Si parla di incertezza, cercando di ricostruire una vita, e di costruire da zero un futuro, all'interno di una struttura sociale e in una lingua che semplicemente non conosciamo.
Si parla di isolamento, e della difficoltà di mantenere un rapporto sano con le famiglie lontane, qualsiasi cosa voglia dire famiglia una volta privata del concetto di quotidianità.
Si parla della prossima tappa, del filo sul quale si cammina, del prossimo viaggio a casa per continuare a marcare un territorio, per non farsi espellere per sempre, per cercare di appartenere ancora a qualche luogo.
A ben pensarci, quindi, i grandi temi di uno Zerocalcare, che è rimasto a Roma, sono straordinariamente simili ai miei, che ho lasciato il raccordo.
Lavoro, famiglia (in tutte le sue declinazioni), solitudine, inadeguatezza, incertezza, impotenza: non sono partita poi così lontano!
L'unica cosa che cambia, tra me e uno Zerocalcare, è il tipo di squadra: non più gli stessi giocatori dalle elementari, non più giocatori di cui conosci il contesto.
A differenza di chi è rimasto, cerco di portare avanti le mie piccole alleanze, battaglie, e conversazioni con una squadra in continua evoluzione, gente che si unisce, poi cambia paese, ma poi torna, magari, chissà. Gente di cui ignoro il contesto, la famiglia, la storia, e viceversa, ma che cerco di conoscere nella condivisione.
È un gioco sostanzialmente diverso da quello che si gioca con la squadra di sempre, ma non è poi così male. 

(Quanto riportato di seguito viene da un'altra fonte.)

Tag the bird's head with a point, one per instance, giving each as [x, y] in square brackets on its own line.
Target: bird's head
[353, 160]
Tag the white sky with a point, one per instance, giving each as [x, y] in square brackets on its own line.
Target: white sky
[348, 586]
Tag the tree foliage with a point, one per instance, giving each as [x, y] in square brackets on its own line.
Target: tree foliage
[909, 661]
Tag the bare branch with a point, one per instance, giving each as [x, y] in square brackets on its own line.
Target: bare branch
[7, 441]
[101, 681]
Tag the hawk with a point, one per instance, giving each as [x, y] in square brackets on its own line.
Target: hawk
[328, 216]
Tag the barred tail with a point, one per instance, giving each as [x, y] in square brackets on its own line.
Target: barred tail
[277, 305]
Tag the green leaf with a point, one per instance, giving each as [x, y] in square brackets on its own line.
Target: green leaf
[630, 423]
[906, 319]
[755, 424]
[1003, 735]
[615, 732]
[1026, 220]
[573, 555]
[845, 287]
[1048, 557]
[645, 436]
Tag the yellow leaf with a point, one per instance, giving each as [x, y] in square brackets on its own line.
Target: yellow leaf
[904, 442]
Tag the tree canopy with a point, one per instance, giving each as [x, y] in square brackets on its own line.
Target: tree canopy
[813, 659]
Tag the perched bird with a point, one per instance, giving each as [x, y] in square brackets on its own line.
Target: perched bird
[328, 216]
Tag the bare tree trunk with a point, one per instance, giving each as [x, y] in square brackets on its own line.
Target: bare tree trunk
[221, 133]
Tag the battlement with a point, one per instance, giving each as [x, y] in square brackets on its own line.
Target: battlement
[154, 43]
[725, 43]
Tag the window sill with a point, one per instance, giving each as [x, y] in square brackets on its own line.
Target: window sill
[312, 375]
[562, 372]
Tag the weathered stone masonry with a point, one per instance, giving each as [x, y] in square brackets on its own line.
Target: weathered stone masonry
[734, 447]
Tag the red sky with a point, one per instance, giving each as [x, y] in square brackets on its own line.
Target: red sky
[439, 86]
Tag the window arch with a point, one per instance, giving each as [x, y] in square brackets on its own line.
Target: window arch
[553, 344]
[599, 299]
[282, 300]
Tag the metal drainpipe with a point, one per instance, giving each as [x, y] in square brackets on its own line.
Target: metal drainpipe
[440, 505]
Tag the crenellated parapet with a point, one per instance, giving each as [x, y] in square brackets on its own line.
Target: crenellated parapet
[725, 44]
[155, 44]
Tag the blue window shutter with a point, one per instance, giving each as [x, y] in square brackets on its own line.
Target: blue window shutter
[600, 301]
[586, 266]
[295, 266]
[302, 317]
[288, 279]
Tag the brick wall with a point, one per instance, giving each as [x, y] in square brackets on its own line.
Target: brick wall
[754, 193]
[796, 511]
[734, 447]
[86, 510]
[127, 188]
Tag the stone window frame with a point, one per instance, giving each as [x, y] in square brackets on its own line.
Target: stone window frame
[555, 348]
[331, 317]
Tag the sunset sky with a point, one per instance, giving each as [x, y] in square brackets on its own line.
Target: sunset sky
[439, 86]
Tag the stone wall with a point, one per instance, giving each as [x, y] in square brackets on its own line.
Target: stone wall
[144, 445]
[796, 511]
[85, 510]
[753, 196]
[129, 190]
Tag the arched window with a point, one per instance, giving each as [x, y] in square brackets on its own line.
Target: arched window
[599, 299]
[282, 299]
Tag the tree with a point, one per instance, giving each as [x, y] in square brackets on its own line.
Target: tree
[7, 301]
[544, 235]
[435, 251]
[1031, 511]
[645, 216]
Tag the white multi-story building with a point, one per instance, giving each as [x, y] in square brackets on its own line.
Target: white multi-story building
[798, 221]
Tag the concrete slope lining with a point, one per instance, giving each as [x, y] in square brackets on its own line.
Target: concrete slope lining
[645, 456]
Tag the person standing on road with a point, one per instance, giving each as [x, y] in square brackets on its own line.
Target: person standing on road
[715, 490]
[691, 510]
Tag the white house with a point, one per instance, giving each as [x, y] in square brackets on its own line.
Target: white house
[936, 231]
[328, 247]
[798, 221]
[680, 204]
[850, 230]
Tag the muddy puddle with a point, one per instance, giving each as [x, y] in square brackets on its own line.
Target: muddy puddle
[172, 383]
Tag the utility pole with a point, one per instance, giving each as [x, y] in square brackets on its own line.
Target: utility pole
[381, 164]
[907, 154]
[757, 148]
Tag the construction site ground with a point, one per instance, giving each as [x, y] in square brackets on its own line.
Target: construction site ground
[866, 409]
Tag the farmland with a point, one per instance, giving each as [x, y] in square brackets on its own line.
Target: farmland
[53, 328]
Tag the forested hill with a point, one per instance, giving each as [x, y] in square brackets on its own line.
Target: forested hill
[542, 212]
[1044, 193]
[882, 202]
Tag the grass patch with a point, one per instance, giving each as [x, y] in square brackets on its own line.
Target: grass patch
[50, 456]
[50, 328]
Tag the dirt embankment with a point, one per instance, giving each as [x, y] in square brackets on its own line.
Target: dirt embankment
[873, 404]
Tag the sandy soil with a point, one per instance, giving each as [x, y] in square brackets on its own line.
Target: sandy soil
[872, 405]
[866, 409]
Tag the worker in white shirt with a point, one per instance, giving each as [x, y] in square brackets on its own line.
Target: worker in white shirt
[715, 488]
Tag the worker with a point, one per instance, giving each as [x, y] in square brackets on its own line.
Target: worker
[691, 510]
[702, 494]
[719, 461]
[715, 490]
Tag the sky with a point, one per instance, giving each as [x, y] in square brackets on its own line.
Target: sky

In fin dei conti poi, visto che i grandi temi, a questo punto, sono così trasversali, da Roma a Losanna, mi rallegra la speranza di poter sempre riprendere con disinvoltura le fila di quelle alleanze e conversazioni intraprese tempo fa con la squadra di sempre, interrotte dall'ultimo treno, dall'ultimo aereo, dall'ultimo "ciao".